Dispute with Brussels set to continue
Poland and Hungary, both member states since 2004, have benefited greatly from EU funds since their accession. However, both countries have recently backslidden on a variety of civil and political rights. They increasingly enforce control over domestic judiciary and media – causing them to be labelled as ‘illiberal’ democracies.
In a reaction, Commission President Ursula von der Leyen said: “Today’s judgements confirm that we are on the right track.” Members of the European Parliament push the Commission to act swiftly, especially as Hungary will have elections on April 3. EU officials have already indicated that it might act on Hungary first.
Hungary’s ruling party Fidesz labelled it ‘’political revenge’’, meant to ‘’help the opposition’’. Polish Deputy Justice Minister Kaleta responded by saying that “Poland must defend its democracy against blackmail aimed at taking away our right to self-determination.” Both countries threaten to retaliate by blocking EU decisions that need unanimity between member states.
On its borders, EU also weighs financial measures
The ruling occurs during high tensions between the EU and Russia, as various financial sanctions are on the table to deter Russia from aggression against Ukraine. Furthermore, an internal document leaked in which EU officials draft the use of financial sanctions on Bosnian Serb leader Milorad Dodik. The leader of Republika Srpska is accused of trying to secede this region from Bosnia and Herzegovina, directly opposing the 1995 peace accord. In his latest controversial move, he effectively pulled the judiciary from the Bosnian state level to a regional parallel body. It all heightens tensions in the lead-up to the Bosnian general elections, to be held in October 2022. The proposed sanctions will be discussed in an EU Foreign Minister meeting on 21 February – Hungary will oppose the usage of sanctions.

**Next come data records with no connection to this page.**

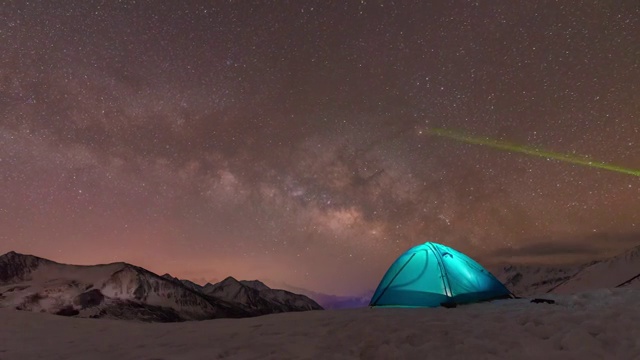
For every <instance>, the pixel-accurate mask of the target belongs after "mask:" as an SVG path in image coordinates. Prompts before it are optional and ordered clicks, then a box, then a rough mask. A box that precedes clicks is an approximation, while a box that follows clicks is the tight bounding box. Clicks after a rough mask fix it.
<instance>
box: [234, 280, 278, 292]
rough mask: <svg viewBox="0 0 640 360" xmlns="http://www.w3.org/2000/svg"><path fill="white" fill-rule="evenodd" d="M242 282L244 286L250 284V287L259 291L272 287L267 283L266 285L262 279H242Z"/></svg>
mask: <svg viewBox="0 0 640 360" xmlns="http://www.w3.org/2000/svg"><path fill="white" fill-rule="evenodd" d="M240 283H241V284H242V285H244V286H248V287H250V288H253V289H256V290H258V291H262V290H269V289H271V288H270V287H268V286H267V285H265V284H264V283H263V282H262V281H260V280H242V281H240Z"/></svg>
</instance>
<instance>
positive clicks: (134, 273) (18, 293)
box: [0, 252, 321, 322]
mask: <svg viewBox="0 0 640 360" xmlns="http://www.w3.org/2000/svg"><path fill="white" fill-rule="evenodd" d="M234 280H235V279H234ZM211 286H214V285H211ZM242 286H243V287H245V285H242ZM250 289H252V290H253V291H254V292H256V293H254V294H252V296H253V297H251V299H250V300H251V302H243V301H248V300H249V298H241V297H240V298H233V297H228V296H216V295H217V294H216V293H205V292H204V287H200V286H199V285H197V284H195V283H192V282H190V281H188V280H178V279H175V278H172V277H170V276H168V275H165V276H158V275H156V274H154V273H152V272H150V271H148V270H145V269H143V268H141V267H138V266H135V265H131V264H127V263H122V262H120V263H112V264H105V265H90V266H82V265H67V264H60V263H56V262H53V261H50V260H47V259H43V258H39V257H36V256H32V255H22V254H18V253H15V252H10V253H7V254H5V255H2V256H0V308H1V307H13V308H16V309H18V310H27V311H36V312H49V313H55V314H60V315H68V316H79V317H92V318H102V317H106V318H117V319H132V320H143V321H163V322H166V321H184V320H204V319H213V318H225V317H250V316H257V315H264V314H270V313H275V312H287V311H305V310H316V309H321V307H320V306H319V305H318V304H316V303H315V302H314V301H313V300H311V299H309V298H307V297H304V296H302V295H296V294H283V295H282V297H283V298H282V301H280V302H274V301H272V297H273V295H271V294H270V293H269V292H268V291H266V290H262V291H257V290H254V289H253V288H250ZM222 295H224V294H222Z"/></svg>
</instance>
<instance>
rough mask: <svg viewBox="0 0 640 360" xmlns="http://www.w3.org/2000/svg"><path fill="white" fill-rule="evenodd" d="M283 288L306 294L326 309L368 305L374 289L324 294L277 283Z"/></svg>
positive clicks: (362, 306) (333, 309) (300, 288)
mask: <svg viewBox="0 0 640 360" xmlns="http://www.w3.org/2000/svg"><path fill="white" fill-rule="evenodd" d="M279 286H281V287H282V288H283V289H287V290H289V291H292V292H295V293H299V294H303V295H306V296H308V297H310V298H312V299H313V300H315V301H317V302H318V304H320V306H322V307H323V308H325V309H327V310H335V309H354V308H361V307H367V306H369V302H370V301H371V296H373V293H374V291H375V290H370V291H368V292H365V293H362V294H360V295H353V296H342V295H330V294H324V293H320V292H316V291H312V290H308V289H304V288H300V287H296V286H292V285H288V284H279Z"/></svg>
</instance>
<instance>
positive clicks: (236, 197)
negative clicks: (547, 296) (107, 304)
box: [0, 0, 640, 294]
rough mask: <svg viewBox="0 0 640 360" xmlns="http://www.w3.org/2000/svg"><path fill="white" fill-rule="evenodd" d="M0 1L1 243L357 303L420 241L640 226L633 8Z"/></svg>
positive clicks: (359, 4)
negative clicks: (421, 130) (539, 156)
mask: <svg viewBox="0 0 640 360" xmlns="http://www.w3.org/2000/svg"><path fill="white" fill-rule="evenodd" d="M2 13H3V18H5V20H6V21H2V22H1V24H0V38H1V41H0V188H1V189H2V191H0V229H1V230H0V253H4V252H7V251H10V250H15V251H19V252H24V253H31V254H35V255H39V256H43V257H47V258H51V259H53V260H56V261H61V262H70V263H80V264H89V263H104V262H110V261H128V262H132V263H135V264H138V265H140V266H144V267H146V268H149V269H150V270H153V271H156V272H161V273H164V272H170V273H172V274H173V275H175V276H179V277H184V278H190V279H192V280H195V281H200V282H203V281H211V280H215V279H221V278H223V277H225V276H227V275H233V276H236V277H238V278H247V279H252V278H259V279H262V280H266V281H267V282H268V283H269V282H270V283H271V284H279V285H282V284H291V285H296V286H300V287H306V288H311V289H314V290H318V291H323V292H331V293H342V294H346V293H350V294H357V293H360V292H363V291H367V290H370V289H372V288H374V287H375V285H376V284H377V281H378V280H379V279H380V277H381V276H382V274H383V273H384V271H385V270H386V269H387V267H388V266H389V264H390V263H391V262H392V261H393V260H394V259H395V257H396V256H398V255H399V254H400V253H402V252H403V251H404V250H406V249H408V248H409V247H411V246H413V245H415V244H418V243H422V242H425V241H434V242H440V243H443V244H446V245H449V246H452V247H454V248H456V249H458V250H460V251H462V252H465V253H467V254H468V255H470V256H472V257H474V258H476V259H478V260H480V261H481V262H482V263H483V264H495V263H500V262H505V261H507V262H570V261H582V260H587V259H593V258H597V257H600V256H605V255H610V254H612V253H615V252H617V251H619V250H622V249H625V248H627V247H630V246H633V245H636V244H637V243H638V241H639V240H640V239H639V234H640V230H639V227H640V211H639V210H640V208H639V207H638V199H640V183H639V182H638V177H636V176H629V175H628V174H623V173H620V172H617V170H624V169H630V172H632V173H633V174H636V173H635V170H634V169H639V168H640V89H639V88H638V86H639V85H638V84H640V64H639V63H638V59H640V41H638V34H640V20H639V19H640V10H639V8H638V4H637V1H631V0H630V1H624V0H623V1H616V2H608V1H596V2H582V1H579V2H577V3H574V4H571V5H569V4H566V3H563V2H555V1H539V2H534V3H532V2H524V1H521V2H509V3H504V4H494V3H490V2H457V3H444V2H440V3H438V4H431V3H430V2H402V3H398V2H386V1H382V2H377V1H376V2H373V1H353V2H330V3H326V2H324V1H296V2H289V1H283V2H257V1H242V2H208V1H193V2H184V3H180V2H155V1H136V2H133V1H123V2H97V1H68V2H29V3H27V2H9V3H7V4H5V6H4V7H3V12H2ZM419 129H450V130H455V131H459V133H455V134H453V133H445V132H444V130H442V131H440V132H439V133H438V132H436V133H434V134H432V135H440V136H423V135H420V134H419V131H420V130H419ZM460 134H465V135H464V136H460ZM480 137H482V139H485V140H479V138H480ZM485 137H486V138H485ZM486 139H491V140H486ZM456 140H458V141H456ZM464 142H467V143H472V144H464ZM505 144H520V145H518V147H519V150H518V149H517V148H507V147H505V146H506V145H505ZM478 145H485V146H478ZM503 145H504V146H503ZM521 145H522V146H521ZM509 146H511V145H509ZM496 148H502V150H510V151H521V150H522V151H521V152H525V153H528V154H529V155H536V156H526V154H517V153H516V154H514V153H511V152H507V151H496ZM523 149H524V150H523ZM532 149H549V150H551V151H549V152H540V151H541V150H535V151H534V150H532ZM536 151H538V152H537V153H536ZM554 154H555V155H554ZM560 154H580V155H588V156H589V157H590V158H591V157H592V158H593V159H597V162H596V165H598V164H600V165H606V166H607V167H609V169H608V170H616V171H606V170H607V168H606V167H605V166H601V167H604V169H594V168H592V167H589V166H575V165H576V164H577V163H579V162H580V161H581V160H580V159H581V157H573V156H569V157H561V158H558V156H556V155H560ZM551 155H554V156H555V160H554V156H551ZM539 156H543V157H547V158H549V160H550V161H547V160H544V159H540V158H539ZM557 160H560V161H557ZM567 161H568V162H572V161H573V162H574V164H570V163H567ZM608 164H615V166H613V167H612V166H609V165H608ZM578 165H580V164H578ZM614 167H615V169H614Z"/></svg>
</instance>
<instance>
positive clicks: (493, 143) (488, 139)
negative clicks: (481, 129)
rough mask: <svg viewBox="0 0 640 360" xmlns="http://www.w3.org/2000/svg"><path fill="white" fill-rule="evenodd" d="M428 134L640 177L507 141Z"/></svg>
mask: <svg viewBox="0 0 640 360" xmlns="http://www.w3.org/2000/svg"><path fill="white" fill-rule="evenodd" d="M426 132H427V133H428V134H432V135H435V136H439V137H443V138H448V139H452V140H457V141H461V142H464V143H467V144H474V145H483V146H488V147H491V148H494V149H498V150H503V151H508V152H516V153H521V154H527V155H532V156H538V157H541V158H545V159H553V160H558V161H563V162H566V163H570V164H575V165H581V166H587V167H591V168H597V169H603V170H609V171H615V172H618V173H622V174H627V175H634V176H640V170H636V169H630V168H625V167H622V166H618V165H613V164H607V163H604V162H600V161H594V160H591V159H588V158H585V157H581V156H577V155H570V154H560V153H555V152H552V151H545V150H539V149H536V148H533V147H529V146H522V145H518V144H512V143H508V142H505V141H499V140H494V139H490V138H486V137H476V136H470V135H467V134H464V133H460V132H457V131H452V130H447V129H441V128H432V129H428V130H427V131H426Z"/></svg>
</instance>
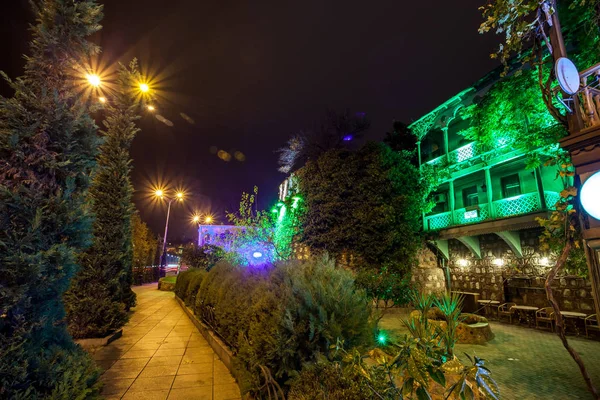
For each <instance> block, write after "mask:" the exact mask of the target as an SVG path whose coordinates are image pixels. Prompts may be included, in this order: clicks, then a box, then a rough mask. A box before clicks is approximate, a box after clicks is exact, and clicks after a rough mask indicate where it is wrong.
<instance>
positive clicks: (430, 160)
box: [426, 156, 446, 165]
mask: <svg viewBox="0 0 600 400" xmlns="http://www.w3.org/2000/svg"><path fill="white" fill-rule="evenodd" d="M444 158H446V156H439V157H436V158H434V159H433V160H429V161H427V162H426V164H429V165H437V164H441V163H442V161H444Z"/></svg>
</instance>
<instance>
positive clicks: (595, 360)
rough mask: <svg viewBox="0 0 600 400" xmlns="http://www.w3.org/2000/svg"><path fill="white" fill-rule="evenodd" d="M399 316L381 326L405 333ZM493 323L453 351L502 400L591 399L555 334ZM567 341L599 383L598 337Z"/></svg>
mask: <svg viewBox="0 0 600 400" xmlns="http://www.w3.org/2000/svg"><path fill="white" fill-rule="evenodd" d="M401 317H402V318H406V317H407V315H400V316H399V315H386V316H385V317H384V318H383V319H382V321H381V327H382V329H386V330H390V331H392V332H393V333H396V334H404V333H406V330H405V328H404V327H403V325H402V323H401V321H400V318H401ZM490 326H491V328H492V332H493V333H494V334H495V338H494V339H493V340H491V341H490V342H488V343H486V344H485V345H472V344H457V345H456V347H455V350H456V354H457V356H458V357H459V358H460V359H461V360H463V361H465V359H466V357H465V356H464V353H467V354H469V355H473V354H475V355H477V356H478V357H480V358H483V359H485V360H486V364H485V365H486V367H488V368H489V369H490V370H491V371H492V377H493V378H494V379H495V380H496V382H497V383H498V385H499V386H500V398H501V399H502V400H523V399H527V400H529V399H531V400H550V399H552V400H563V399H565V400H566V399H588V398H591V395H590V394H589V392H588V391H587V388H586V385H585V382H584V381H583V378H582V377H581V374H580V373H579V369H578V367H577V365H576V364H575V362H574V361H573V360H572V359H571V357H570V356H569V354H568V353H567V351H566V350H565V348H564V347H563V346H562V343H561V341H560V339H559V338H558V336H556V334H554V333H551V332H548V331H542V330H536V329H533V328H527V327H525V326H517V325H510V324H508V323H499V322H494V321H491V322H490ZM568 340H569V343H570V344H571V346H572V347H573V348H574V349H575V350H577V351H578V352H579V354H580V355H581V358H582V359H583V360H584V362H585V363H586V367H587V369H588V372H589V374H590V375H591V378H592V380H593V381H595V382H600V341H598V340H590V339H586V338H585V337H574V336H568ZM215 390H216V389H215ZM215 399H216V397H215Z"/></svg>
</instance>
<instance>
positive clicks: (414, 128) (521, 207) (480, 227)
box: [410, 77, 593, 313]
mask: <svg viewBox="0 0 600 400" xmlns="http://www.w3.org/2000/svg"><path fill="white" fill-rule="evenodd" d="M496 82H498V78H497V77H495V78H494V77H490V78H487V81H486V80H485V79H484V80H482V81H480V82H479V83H478V84H476V85H474V87H472V88H469V89H467V90H465V91H463V92H461V93H459V94H457V95H456V96H454V97H452V98H451V99H450V100H448V101H447V102H445V103H444V104H442V105H440V106H439V107H437V108H436V109H435V110H433V111H432V112H430V113H428V114H427V115H425V116H423V117H422V118H420V119H419V120H417V121H415V122H414V123H413V124H411V125H410V128H411V130H412V132H413V134H415V135H416V136H417V138H418V143H417V146H418V152H419V163H420V166H421V168H423V169H425V168H428V167H433V168H434V169H436V170H437V172H438V173H439V175H438V177H439V178H438V179H439V181H438V184H439V185H438V188H437V190H436V192H435V193H434V200H435V206H434V208H433V209H432V210H431V211H430V212H428V213H426V214H424V215H423V230H424V231H425V232H426V233H427V234H428V236H429V238H430V241H429V243H430V244H432V245H433V246H432V247H431V251H432V252H433V253H434V254H435V255H436V256H437V257H434V258H437V260H438V261H437V265H435V264H434V265H426V263H421V262H420V266H419V268H417V269H416V270H415V271H413V272H414V273H413V281H414V282H415V283H417V284H418V285H421V286H423V287H424V288H426V289H428V288H433V287H435V288H438V289H437V290H439V289H441V287H443V286H448V285H449V286H450V288H451V290H455V291H461V292H469V293H472V294H474V295H475V296H478V297H476V298H479V299H491V300H496V301H499V302H509V301H512V302H516V303H518V304H525V305H532V306H537V307H545V306H547V299H546V296H545V292H544V288H543V284H544V280H545V279H544V276H545V271H547V269H548V268H549V267H550V265H552V264H553V262H554V259H555V257H556V255H555V254H549V253H546V252H543V251H540V246H539V236H540V234H541V232H542V229H541V227H540V225H539V223H538V222H537V220H536V219H537V218H540V217H541V218H547V217H548V216H549V215H550V212H551V211H552V209H553V207H554V205H555V204H556V202H557V201H558V199H559V193H560V192H561V191H562V190H563V189H564V188H563V184H562V182H561V180H560V179H557V168H556V166H544V165H543V163H542V165H540V166H538V167H535V168H532V167H531V165H528V160H529V157H528V156H530V155H531V153H529V154H527V153H526V150H524V148H525V147H529V150H528V151H531V146H519V144H520V143H519V140H520V134H519V133H518V131H517V134H515V123H514V121H515V118H514V117H513V118H511V121H510V122H507V125H508V124H509V123H510V124H511V125H510V129H512V132H511V133H508V134H507V133H503V132H497V135H496V134H494V135H493V138H494V139H493V140H494V141H495V146H492V145H490V144H489V143H488V144H487V145H485V144H483V143H478V142H476V141H469V140H467V139H466V138H465V135H464V132H465V131H466V130H467V129H469V128H473V126H474V124H476V123H477V122H476V121H471V120H469V119H468V118H464V117H463V116H464V115H469V113H468V112H463V111H464V110H466V109H467V108H468V107H470V106H472V105H473V104H476V105H475V107H477V106H478V104H479V103H478V102H479V101H480V100H481V99H482V98H483V97H484V96H485V94H486V92H487V91H488V90H489V89H490V88H491V87H492V86H493V84H494V83H496ZM471 108H472V107H471ZM498 112H499V113H501V112H502V111H498ZM522 120H523V131H524V132H526V130H527V129H536V127H532V126H528V124H527V123H528V121H531V120H536V121H540V120H544V118H539V114H538V115H537V116H536V117H533V118H529V119H528V118H527V116H524V118H522ZM500 121H501V123H502V122H503V120H502V119H500ZM460 133H463V134H462V135H461V134H460ZM524 136H525V135H524ZM556 146H558V144H557V145H556ZM542 150H548V149H539V151H540V154H541V153H543V151H542ZM534 151H535V150H534ZM541 158H542V159H543V158H544V157H543V156H542V157H541ZM440 267H442V269H440ZM443 270H445V272H441V271H443ZM437 282H439V283H442V282H445V284H443V285H441V284H438V283H437ZM432 283H433V284H435V286H434V285H432ZM563 283H564V287H562V286H561V290H560V292H559V293H560V297H559V303H560V305H561V308H562V309H564V310H574V311H580V312H584V313H590V312H591V311H592V308H593V299H592V298H591V293H590V291H588V290H581V288H582V287H587V286H589V282H587V281H586V280H585V279H582V278H579V277H574V278H572V279H570V280H564V282H562V281H561V285H562V284H563ZM562 289H564V290H562ZM563 292H564V293H563ZM573 293H579V294H578V295H577V296H574V295H573Z"/></svg>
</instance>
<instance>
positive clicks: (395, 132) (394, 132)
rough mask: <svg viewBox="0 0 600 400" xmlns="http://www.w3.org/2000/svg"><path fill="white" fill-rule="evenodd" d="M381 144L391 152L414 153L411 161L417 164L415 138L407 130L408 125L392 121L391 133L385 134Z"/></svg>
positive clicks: (413, 136)
mask: <svg viewBox="0 0 600 400" xmlns="http://www.w3.org/2000/svg"><path fill="white" fill-rule="evenodd" d="M383 143H385V144H387V145H388V146H390V148H391V149H392V150H396V151H411V152H415V154H414V156H413V160H414V161H415V163H417V162H418V157H417V153H416V150H417V136H416V135H414V134H413V133H412V132H411V130H410V129H408V125H406V124H405V123H403V122H400V121H394V124H393V129H392V131H391V132H386V134H385V138H384V139H383Z"/></svg>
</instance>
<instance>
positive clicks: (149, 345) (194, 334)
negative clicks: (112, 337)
mask: <svg viewBox="0 0 600 400" xmlns="http://www.w3.org/2000/svg"><path fill="white" fill-rule="evenodd" d="M134 291H135V292H136V293H137V295H138V305H137V307H136V308H134V309H133V315H132V317H131V319H130V321H129V323H128V324H127V325H126V326H125V327H124V329H123V336H122V337H121V338H120V339H118V340H116V341H115V342H113V343H111V344H110V345H108V346H106V347H104V348H102V349H99V350H97V351H96V352H95V353H94V355H93V356H94V359H95V360H97V363H98V364H99V365H101V366H102V367H104V369H105V370H106V372H105V373H104V374H103V375H102V377H101V380H102V382H103V383H104V387H103V391H102V395H103V396H104V398H106V399H109V400H116V399H140V400H165V399H175V400H178V399H185V400H194V399H200V400H213V399H220V400H230V399H232V400H233V399H240V391H239V387H238V385H237V384H236V383H235V380H234V379H233V377H232V376H231V374H230V373H229V370H227V368H226V367H225V365H224V364H223V363H222V362H221V361H220V360H219V358H218V357H217V356H216V354H214V352H213V351H212V349H211V348H210V346H209V345H208V343H207V342H206V340H205V339H204V338H203V337H202V335H200V333H199V332H198V331H197V330H196V328H195V326H194V325H193V324H192V323H191V321H190V320H189V318H188V317H187V315H186V314H184V313H183V311H182V310H181V308H180V307H179V305H178V304H177V303H176V301H175V299H174V294H173V293H172V292H161V291H158V290H157V289H156V285H144V286H142V287H136V288H134Z"/></svg>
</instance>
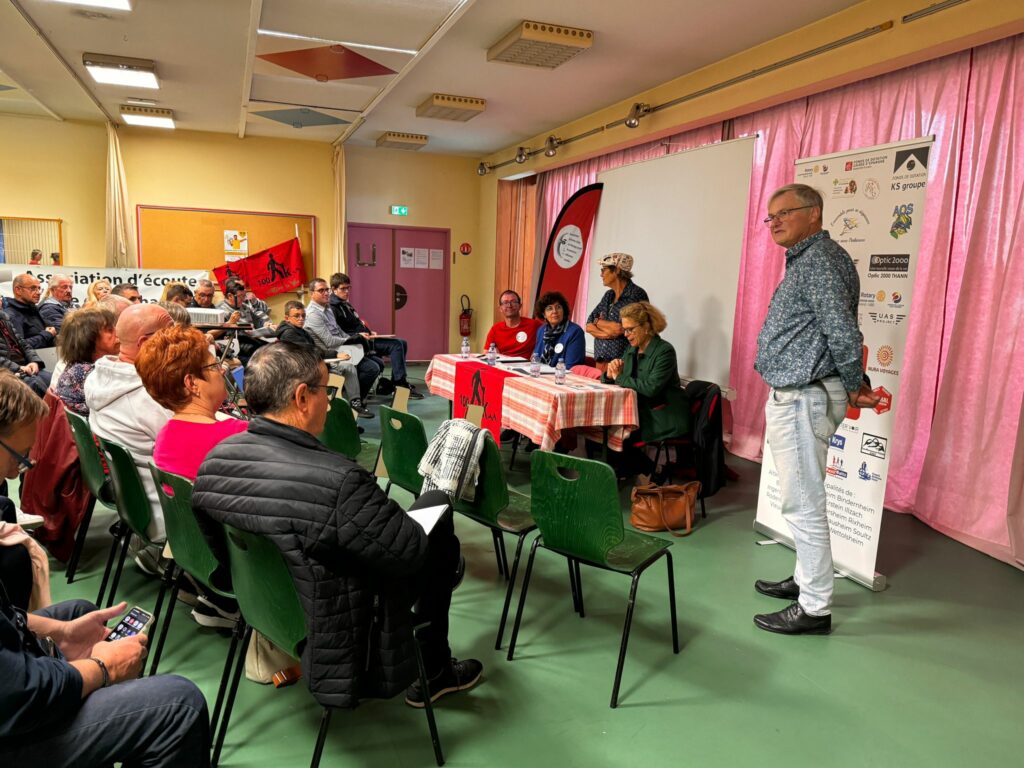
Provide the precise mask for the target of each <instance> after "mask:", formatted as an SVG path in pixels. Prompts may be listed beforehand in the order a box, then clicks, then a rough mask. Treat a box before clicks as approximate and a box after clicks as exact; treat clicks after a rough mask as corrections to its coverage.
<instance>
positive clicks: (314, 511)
mask: <svg viewBox="0 0 1024 768" xmlns="http://www.w3.org/2000/svg"><path fill="white" fill-rule="evenodd" d="M193 506H194V508H195V509H196V511H197V513H198V514H199V515H200V518H201V520H202V517H203V516H204V515H208V516H209V517H211V518H213V519H214V520H216V521H218V522H224V523H227V524H229V525H233V526H236V527H238V528H242V529H244V530H249V531H253V532H256V534H263V535H265V536H267V537H268V538H269V539H270V540H271V541H272V542H273V543H274V544H276V546H278V548H279V549H280V550H281V551H282V552H283V553H284V555H285V561H286V562H287V564H288V568H289V570H290V571H291V573H292V579H293V580H294V582H295V586H296V589H297V590H298V593H299V598H300V600H301V601H302V606H303V608H304V610H305V614H306V628H307V630H308V636H307V641H306V645H305V647H304V648H303V650H302V671H303V675H304V676H305V678H306V680H307V681H308V683H309V690H310V691H311V692H312V694H313V696H314V697H315V698H316V700H317V701H319V702H321V703H322V705H324V706H328V707H343V708H354V707H355V706H356V705H357V703H358V699H359V698H368V697H390V696H393V695H395V694H396V693H398V692H399V691H401V690H403V689H404V688H406V687H408V685H409V684H410V683H411V682H412V681H413V680H414V679H415V677H416V674H417V672H416V656H415V650H414V648H413V644H412V626H411V618H410V606H411V605H412V603H413V600H414V590H413V584H414V580H415V578H416V573H417V571H418V570H419V569H420V568H421V567H422V566H423V565H424V563H425V561H426V554H427V537H426V535H425V534H424V532H423V529H422V528H421V527H420V526H419V525H418V524H417V523H415V522H414V521H413V520H412V518H410V517H409V516H408V515H406V514H404V512H403V511H402V509H401V508H400V507H399V506H398V505H397V504H396V503H395V502H393V501H390V500H389V499H388V498H387V497H386V496H385V495H384V493H383V492H382V490H381V489H380V487H379V486H378V485H377V482H376V480H375V479H374V478H373V477H372V476H371V475H370V474H369V473H368V472H367V471H366V470H365V469H362V468H361V467H359V466H358V465H357V464H355V463H354V462H351V461H349V460H348V459H346V458H345V457H343V456H341V455H339V454H335V453H333V452H331V451H328V450H327V449H326V447H324V445H322V444H321V443H319V442H318V441H317V440H316V438H315V437H313V436H312V435H310V434H309V433H307V432H303V431H302V430H299V429H296V428H294V427H289V426H286V425H284V424H280V423H278V422H273V421H270V420H267V419H262V418H256V419H253V421H252V422H250V424H249V431H247V432H243V433H241V434H237V435H232V436H231V437H228V438H227V439H226V440H224V441H223V442H221V443H219V444H218V445H217V446H216V447H214V449H213V451H211V452H210V453H209V455H208V456H207V458H206V461H204V462H203V466H202V467H201V468H200V471H199V477H198V478H197V480H196V488H195V493H194V495H193ZM218 550H219V551H218ZM215 551H218V555H220V554H221V553H222V552H223V549H222V541H221V542H220V543H219V544H217V543H215ZM222 562H226V558H224V559H222Z"/></svg>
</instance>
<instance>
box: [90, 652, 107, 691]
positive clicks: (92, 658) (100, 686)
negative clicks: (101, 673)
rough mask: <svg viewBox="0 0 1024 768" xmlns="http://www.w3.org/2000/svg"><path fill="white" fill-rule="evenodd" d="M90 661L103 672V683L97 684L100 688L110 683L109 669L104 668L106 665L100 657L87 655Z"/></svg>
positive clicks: (90, 661) (105, 685)
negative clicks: (105, 664) (94, 664)
mask: <svg viewBox="0 0 1024 768" xmlns="http://www.w3.org/2000/svg"><path fill="white" fill-rule="evenodd" d="M89 660H90V662H95V663H96V665H97V666H98V667H99V671H100V672H101V673H103V684H102V685H101V686H99V687H100V688H106V687H109V686H110V684H111V671H110V670H108V669H106V665H105V664H104V663H103V660H102V659H101V658H96V657H95V656H89Z"/></svg>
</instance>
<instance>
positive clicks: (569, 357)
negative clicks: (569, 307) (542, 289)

Nevertheless, it remains to be seen whether the Commission is politically willing to impose strict financial measures on autocratic powers that thwart the Union. With the appeasement of authoritarian forces in and near the EU to achieve short-term purposes, democratic values have been set aside often. As it stands, the barrier for actors such as Orbán, Dodik, and others to implement revisionist policies remains low – especially as other geo-political actors seek influence. For the EU, stepping up financial measures is crucial in demonstrating that defying democratic values does not come without costs.